Interestingly enough, there seems to be some significant team-level differences in call frequency. However, these trends shift quite a bit season-to-season. It may be hard to see, but take a look at the Nuggets number of favorable calls relative to the mean line. In 2023, the year they won the finals, the Nuggets were actually far above average in terms of their favorable calls. In contrast, the Warriors fell below the average number of favorable calls in 2022 when they won the championship over the Celtics. Thus we might not be able to make the generalization that some teams receive better treatment from the refs than other teams, but we can keep exploring other factors! If you want to feel better about the team you support, see how they compare to the rest of the league by making some minor changes to the code below.

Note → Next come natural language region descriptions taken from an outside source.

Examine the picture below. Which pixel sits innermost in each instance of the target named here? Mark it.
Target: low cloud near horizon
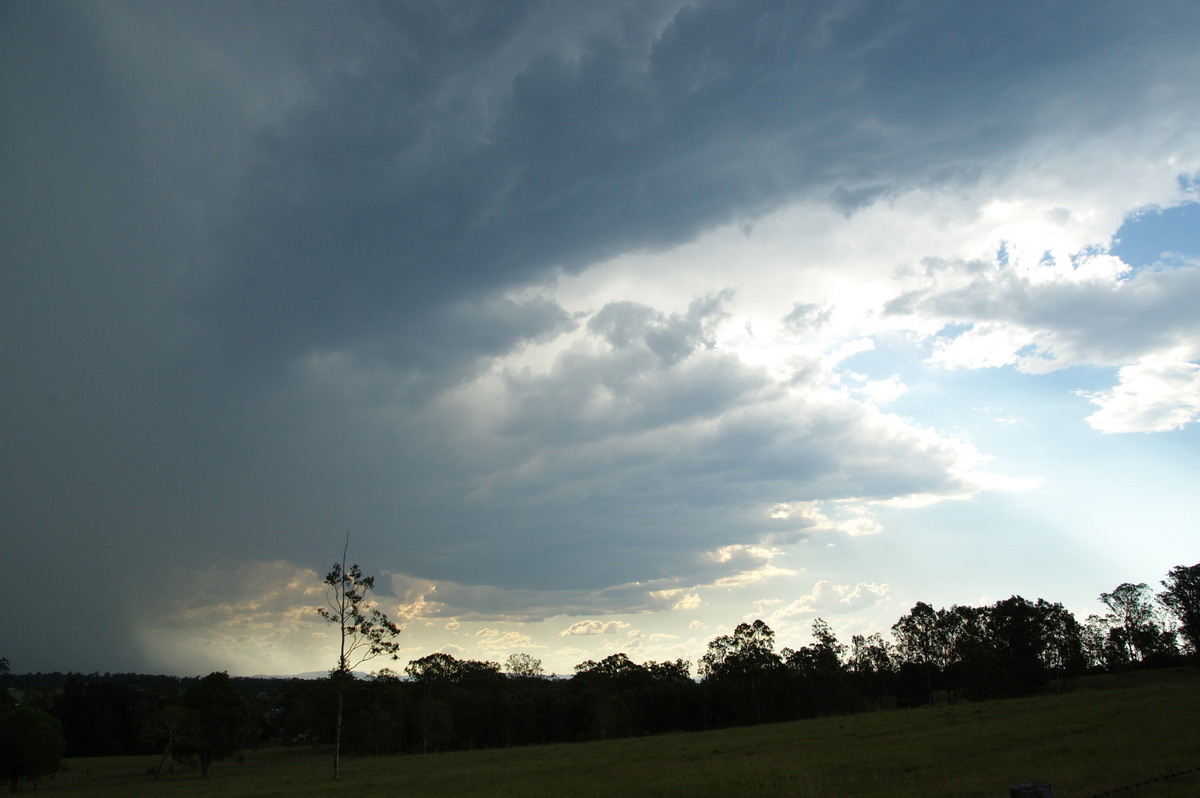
(593, 324)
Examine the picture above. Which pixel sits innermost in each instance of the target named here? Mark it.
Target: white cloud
(1152, 396)
(827, 598)
(593, 628)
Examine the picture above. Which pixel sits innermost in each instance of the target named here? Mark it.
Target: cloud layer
(564, 311)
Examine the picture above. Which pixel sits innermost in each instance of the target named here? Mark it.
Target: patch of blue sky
(1163, 235)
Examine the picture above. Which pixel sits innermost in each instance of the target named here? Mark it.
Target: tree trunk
(337, 726)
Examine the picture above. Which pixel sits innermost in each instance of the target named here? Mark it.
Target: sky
(593, 328)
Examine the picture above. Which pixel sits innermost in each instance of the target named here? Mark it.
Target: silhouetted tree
(1132, 613)
(31, 745)
(921, 641)
(1182, 598)
(523, 665)
(171, 726)
(223, 721)
(745, 658)
(365, 631)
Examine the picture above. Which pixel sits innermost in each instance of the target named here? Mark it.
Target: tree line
(439, 702)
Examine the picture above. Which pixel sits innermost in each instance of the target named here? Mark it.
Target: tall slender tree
(365, 630)
(1182, 598)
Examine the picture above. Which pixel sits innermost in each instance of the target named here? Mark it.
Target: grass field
(1107, 735)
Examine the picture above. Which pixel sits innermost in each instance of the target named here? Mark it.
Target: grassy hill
(1108, 733)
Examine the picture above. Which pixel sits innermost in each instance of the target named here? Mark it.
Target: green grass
(1108, 733)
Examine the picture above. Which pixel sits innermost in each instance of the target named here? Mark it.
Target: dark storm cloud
(246, 244)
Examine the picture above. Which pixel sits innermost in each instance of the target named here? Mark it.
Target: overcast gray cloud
(273, 271)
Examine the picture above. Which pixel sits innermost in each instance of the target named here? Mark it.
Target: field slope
(1107, 735)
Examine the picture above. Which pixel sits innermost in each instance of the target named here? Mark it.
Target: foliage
(30, 745)
(365, 631)
(1182, 598)
(970, 750)
(221, 721)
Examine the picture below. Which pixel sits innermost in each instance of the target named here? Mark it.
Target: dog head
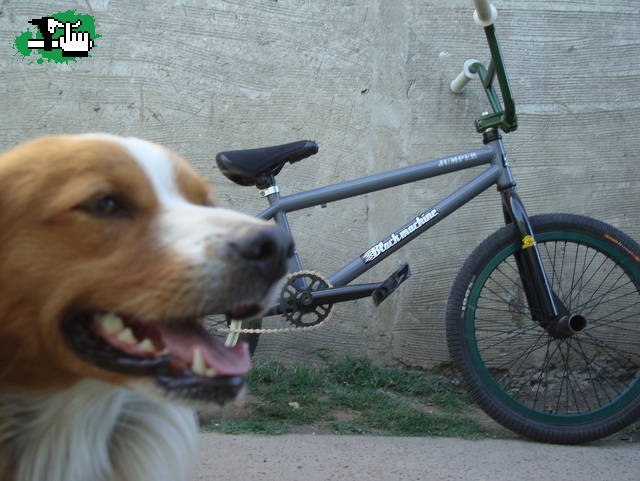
(111, 252)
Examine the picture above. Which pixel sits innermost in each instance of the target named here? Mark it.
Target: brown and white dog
(111, 250)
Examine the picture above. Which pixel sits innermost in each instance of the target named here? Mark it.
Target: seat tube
(272, 193)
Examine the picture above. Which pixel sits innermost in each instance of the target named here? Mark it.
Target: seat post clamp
(269, 190)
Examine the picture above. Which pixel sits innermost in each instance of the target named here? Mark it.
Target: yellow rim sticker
(527, 241)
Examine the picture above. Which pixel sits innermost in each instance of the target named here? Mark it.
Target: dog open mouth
(185, 359)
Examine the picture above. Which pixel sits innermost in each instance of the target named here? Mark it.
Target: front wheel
(569, 387)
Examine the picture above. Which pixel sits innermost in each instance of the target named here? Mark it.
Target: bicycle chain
(289, 329)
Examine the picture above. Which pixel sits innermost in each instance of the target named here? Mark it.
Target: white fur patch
(185, 227)
(95, 431)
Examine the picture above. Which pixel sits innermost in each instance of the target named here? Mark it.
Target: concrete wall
(368, 80)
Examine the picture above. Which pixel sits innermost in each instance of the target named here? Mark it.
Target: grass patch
(351, 397)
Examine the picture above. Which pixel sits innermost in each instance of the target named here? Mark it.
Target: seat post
(268, 187)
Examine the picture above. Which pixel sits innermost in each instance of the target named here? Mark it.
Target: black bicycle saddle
(245, 167)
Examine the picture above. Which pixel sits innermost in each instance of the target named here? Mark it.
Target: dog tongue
(182, 340)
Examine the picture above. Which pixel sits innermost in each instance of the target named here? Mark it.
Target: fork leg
(544, 304)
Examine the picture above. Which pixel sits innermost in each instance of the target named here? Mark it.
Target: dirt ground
(308, 457)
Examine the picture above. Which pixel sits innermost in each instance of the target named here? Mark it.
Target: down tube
(415, 227)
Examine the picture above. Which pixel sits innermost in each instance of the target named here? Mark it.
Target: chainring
(297, 288)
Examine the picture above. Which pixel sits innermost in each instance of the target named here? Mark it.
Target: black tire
(218, 325)
(560, 390)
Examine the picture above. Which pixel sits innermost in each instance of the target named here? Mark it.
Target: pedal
(391, 284)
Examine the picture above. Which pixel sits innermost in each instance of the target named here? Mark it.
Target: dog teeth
(111, 323)
(146, 345)
(197, 364)
(126, 335)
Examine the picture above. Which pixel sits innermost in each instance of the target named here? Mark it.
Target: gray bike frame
(497, 173)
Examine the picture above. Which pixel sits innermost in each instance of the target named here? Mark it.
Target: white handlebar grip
(463, 78)
(485, 13)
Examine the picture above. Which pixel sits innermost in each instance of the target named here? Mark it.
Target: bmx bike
(543, 319)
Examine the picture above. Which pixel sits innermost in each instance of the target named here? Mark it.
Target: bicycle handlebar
(485, 13)
(502, 117)
(458, 83)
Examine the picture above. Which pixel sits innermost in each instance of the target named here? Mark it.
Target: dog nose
(267, 248)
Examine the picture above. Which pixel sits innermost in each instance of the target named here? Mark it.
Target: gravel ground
(300, 457)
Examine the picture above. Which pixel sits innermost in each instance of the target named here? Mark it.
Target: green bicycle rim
(606, 247)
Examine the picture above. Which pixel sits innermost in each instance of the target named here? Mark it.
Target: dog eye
(106, 206)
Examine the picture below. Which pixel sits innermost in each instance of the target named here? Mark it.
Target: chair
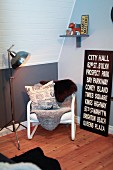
(66, 118)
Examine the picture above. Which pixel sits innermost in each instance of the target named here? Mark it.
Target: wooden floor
(89, 151)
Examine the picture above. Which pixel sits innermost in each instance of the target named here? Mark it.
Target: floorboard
(89, 151)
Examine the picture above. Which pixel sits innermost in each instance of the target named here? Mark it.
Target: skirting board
(5, 131)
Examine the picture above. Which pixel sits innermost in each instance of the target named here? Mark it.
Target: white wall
(33, 26)
(71, 61)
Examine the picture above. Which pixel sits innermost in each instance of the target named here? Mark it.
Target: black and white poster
(96, 94)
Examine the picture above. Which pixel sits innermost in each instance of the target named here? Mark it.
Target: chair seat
(65, 117)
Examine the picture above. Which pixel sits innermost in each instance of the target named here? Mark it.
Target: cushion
(42, 96)
(63, 88)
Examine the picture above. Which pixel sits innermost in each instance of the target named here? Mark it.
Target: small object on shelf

# Create a dataframe from the team_season_incorrect_counts dictionary and transpose
team_season_incorrect_df = pd.DataFrame(team_season_incorrect_counts)
team_season_incorrect_df = team_season_incorrect_df.T
# Create a dataframe from the team_season_favorable_counts dictionary and transpose
team_season_favorable_df = pd.DataFrame(team_season_favorable_counts)
team_season_favorable_df = team_season_favorable_df.T
# Calculate the average number of incorrect and favorable incorrect calls per season
avg_incorrect_calls = team_season_incorrect_df.mean(axis=0)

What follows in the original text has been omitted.